Alvin: With these advancements, information travels faster. If you need anything, you can simply take it out from your pocket — whether it is to look at the news or check your notifications. So in my opinion, mobile apps still have a long way to go in the future. Maybe websites and computers will dwindle.

Isaac: Yes. It looks like after the launch of our new website, we’ll need to quickly put more thought into our app.

All: [Laughs]

Hong Yau: Okay, to end our interview — this question Isaac posed is especially good — because we flatter ourselves.

Isaac: That’s right. [Laughs]

Hong Yau: Let’s have three of our guests share: Why should everyone come and visit and explore CaiJin’s new website?

Isaac: Use one sentence to express where you think the strongpoints of CaiJin’s new website are. What’s so great about it? Please share. Let’s have Jye Miin start, ladies first.

Jye Miin: From a design standpoint, CaiJin’s branding is bold and vibrant, which gives off a really fresh and modern feel. From the icons down to the layout we’ve considered the user’s experience. So if you have the time, do check it out.

Isaac: Okay. Wow, Jye Miin introduced it so well. Roy, how about you?

Hong Yau: Something different. You can’t say the same thing.

Roy: Alright. From a developer’s perspective, we’ve spent a lot of time iterating especially in regards to the speed of the site. In a matter of seconds, the user can access the news.
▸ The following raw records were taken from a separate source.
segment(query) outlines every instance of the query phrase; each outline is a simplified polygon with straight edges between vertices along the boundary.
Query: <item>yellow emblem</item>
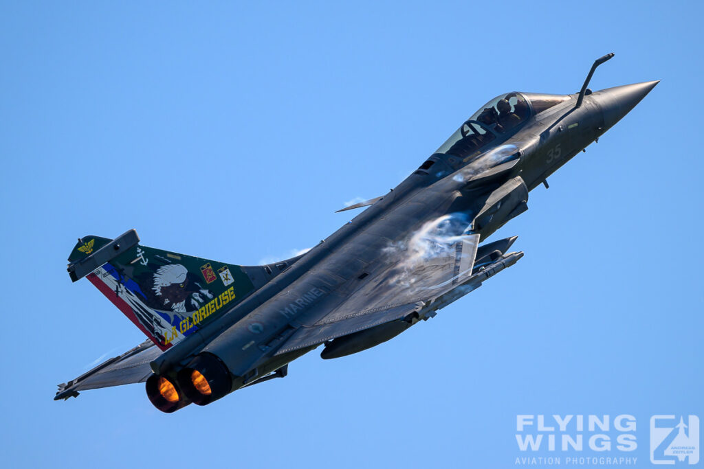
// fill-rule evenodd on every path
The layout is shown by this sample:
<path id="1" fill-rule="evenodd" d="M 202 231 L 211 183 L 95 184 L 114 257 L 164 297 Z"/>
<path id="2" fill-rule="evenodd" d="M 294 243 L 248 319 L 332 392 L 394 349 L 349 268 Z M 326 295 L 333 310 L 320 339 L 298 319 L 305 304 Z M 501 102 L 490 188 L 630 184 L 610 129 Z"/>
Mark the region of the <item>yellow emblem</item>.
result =
<path id="1" fill-rule="evenodd" d="M 84 254 L 90 254 L 93 252 L 93 245 L 95 244 L 95 238 L 94 238 L 87 243 L 84 243 L 82 246 L 78 248 L 78 250 Z"/>

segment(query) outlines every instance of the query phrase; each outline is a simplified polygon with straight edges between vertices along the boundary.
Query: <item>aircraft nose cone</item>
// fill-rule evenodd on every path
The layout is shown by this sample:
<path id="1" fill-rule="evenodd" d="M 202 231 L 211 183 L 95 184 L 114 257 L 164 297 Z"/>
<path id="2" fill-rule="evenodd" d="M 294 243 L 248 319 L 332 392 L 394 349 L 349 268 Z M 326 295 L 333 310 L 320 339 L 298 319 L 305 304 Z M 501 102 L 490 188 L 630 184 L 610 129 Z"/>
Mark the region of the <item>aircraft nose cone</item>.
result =
<path id="1" fill-rule="evenodd" d="M 604 131 L 630 113 L 658 83 L 660 80 L 643 82 L 607 88 L 593 93 L 594 99 L 604 115 Z"/>

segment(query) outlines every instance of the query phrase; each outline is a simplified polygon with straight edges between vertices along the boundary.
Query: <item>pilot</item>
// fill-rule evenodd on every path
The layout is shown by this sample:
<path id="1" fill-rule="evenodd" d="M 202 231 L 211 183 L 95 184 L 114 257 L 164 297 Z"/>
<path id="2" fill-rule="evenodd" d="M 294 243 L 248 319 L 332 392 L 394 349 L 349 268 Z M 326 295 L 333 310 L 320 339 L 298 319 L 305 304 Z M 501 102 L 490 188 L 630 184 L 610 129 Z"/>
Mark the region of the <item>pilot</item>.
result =
<path id="1" fill-rule="evenodd" d="M 518 115 L 511 112 L 511 104 L 507 100 L 499 100 L 496 103 L 496 109 L 499 112 L 498 123 L 506 130 L 513 129 L 521 122 L 521 118 L 518 117 Z"/>
<path id="2" fill-rule="evenodd" d="M 524 99 L 522 99 L 520 96 L 516 96 L 516 98 L 518 101 L 513 105 L 513 112 L 520 117 L 521 120 L 523 120 L 530 114 L 530 109 L 528 108 L 528 103 Z"/>
<path id="3" fill-rule="evenodd" d="M 503 127 L 498 123 L 498 113 L 493 107 L 486 108 L 482 111 L 477 120 L 489 128 L 493 128 L 498 132 L 503 132 Z"/>

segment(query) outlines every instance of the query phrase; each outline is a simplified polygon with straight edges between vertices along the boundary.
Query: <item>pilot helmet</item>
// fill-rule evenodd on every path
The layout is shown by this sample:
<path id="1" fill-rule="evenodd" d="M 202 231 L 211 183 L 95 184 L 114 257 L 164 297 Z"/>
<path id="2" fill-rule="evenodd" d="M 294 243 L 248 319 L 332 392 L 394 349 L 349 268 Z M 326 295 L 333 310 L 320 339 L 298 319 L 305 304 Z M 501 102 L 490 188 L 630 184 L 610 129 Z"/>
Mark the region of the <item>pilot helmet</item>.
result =
<path id="1" fill-rule="evenodd" d="M 505 99 L 500 99 L 498 103 L 496 103 L 496 109 L 501 114 L 504 113 L 511 112 L 511 104 Z"/>

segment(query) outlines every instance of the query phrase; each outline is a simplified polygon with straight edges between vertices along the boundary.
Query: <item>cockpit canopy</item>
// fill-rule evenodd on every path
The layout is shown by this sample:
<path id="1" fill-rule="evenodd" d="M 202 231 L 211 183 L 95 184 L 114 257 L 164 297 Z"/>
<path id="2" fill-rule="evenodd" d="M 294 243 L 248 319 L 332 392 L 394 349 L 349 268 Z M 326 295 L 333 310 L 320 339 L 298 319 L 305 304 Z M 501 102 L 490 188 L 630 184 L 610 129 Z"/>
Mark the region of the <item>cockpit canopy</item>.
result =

This is something that we’re really proud of. 

Isaac, Hong Yau: Mmm.

Hong Yau: It’s very smooth. It doesn’t lag.

Isaac: On that note, we’d like to thank our three guests for joining us today and completing this very special…. Does this count as an opening ceremony? Or-

Isaac, Hong Yau: Introduction ceremony.

All: [Laughs]

Isaac: Other people’s introduction ceremonies are all decked out with lights, costumes, etc. We’re very realistic here. We’re talking about how SMEs need to digitalize and have a store front in virtual reality.

All: [Laughs]

Isaac: Thank you three of you from Snappymob for being part of this programme. Thank you all.

Hong Yau: Thank you!

All: Thank you!

Alvin: I represent Snappymob in extending my thanks to BFM and CaiJin for this wonderful opportunity to work with you and create a website for BFM’s CaiJin. Thank you very much.

Hong Yau: Alright. All our listeners, if you’ve stayed up to this point, please do check out CaiJin and BFM’s new website.